The series’ flaws and strengths are much as they always were. On the one hand, the commitment to deal with serious issues is commendable, and the actual integration of these themes into the structure of the stories is fairly smooth. On the other, the performances are thuddingly broad, and the dialogue (and its attendant jokes) is both chronically and acutely awful. In the final analysis, only viewers who have retained a devotion to the show will really be able to get much out of this.
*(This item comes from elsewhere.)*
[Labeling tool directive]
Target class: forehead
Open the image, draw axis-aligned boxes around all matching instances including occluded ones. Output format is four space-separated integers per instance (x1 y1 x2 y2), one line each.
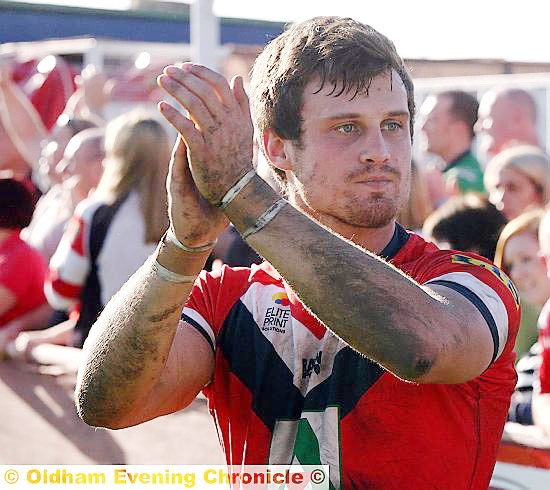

The transfer is solid, but the source material is simply not something that translates well onto modern television screens. So the image is sharp and the colours are strong, but pixelation and other flaws in the original video are also quite apparent, in a way that they wouldn’t have been in the mid-eighties. The picture is certainly watchable, but it is, much like the writing and performances, showing its age. The aspect ratio is the original 1.33:1.
Not really much one can say about a mono audio track from this era. It is what it is, and that means the dialogue is clear. That dialogue is also pretty much the only sound design one is going to get, apart from the Live Studio Audience laughter and the occasional scene-bridging music, so there isn’t much either to get wrong or get right. In any event, the track doesn’t offend the ears, and that’s good enough.
Another release for nostalgic fans, then, though they might be disappointed by the lack of extras.